From a compliance perspective: You are done as soon as you have caused the ability to create a written record which must be processed by the business to cancel service.

The cost of actually performing the cancellation of service to comply with that customer order after that record/order is produced is Not part of the cost of compliance. Also the cost of lost revenue is NOT part of the compliance cost. The revenue is lost because the customer wishes to cancel, and not due to compliance with a rule.

That is part of the cost of cancelling a subscription when ordered, or Upon receiving any kind of notice in writing from the customer terminating/withdrawing from their agreement; Which companies are legally required to do before the FTC rule ever went into affect.

Comment Re:do they have the USB logo on the system? (Score 1) 104


Or, even better idea, they could have put overheat protection in the Switch 2 in the first place.

BOTH the Switch and Switch 2 have an overheat protection sensor. If the console gets too hot it will immediately drop into sleep mode. It's probably not enough, because running too hot over time is bad, even while technically not overheating.

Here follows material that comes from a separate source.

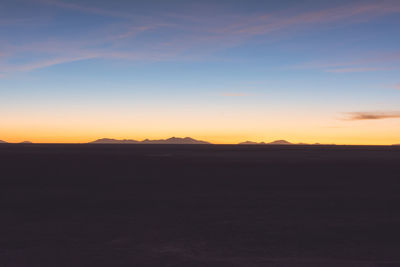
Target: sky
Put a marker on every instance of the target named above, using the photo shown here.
(222, 71)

Many people are already having problems with their Switch 2 overheating in both modes; whether docked or handheld. This notion of 3rd party docks creating such a problem is unfounded I would say. Because the first-party dock already has the problem. The only thing a 3rd party could do is possibly embarass the crap out of Nintendo by including better cooling and/or success unofficial warranty-voiding mods to the Switch2 to improve cooling thus outcompeting them on additional sales of official hardware.

Comment Re:Copper tariffs (Re:It's all right) (Score 1) 108

Aren't long haul wires for electrical infrastructure made of steel reinforced aluminum? https://en.wikipedia.org/wiki/...

Why bring up copper tariffs?

Um - on a geek site I would expect that readers would be familiar with the huge role copper plays in the grid. If you don't know this, jfgi.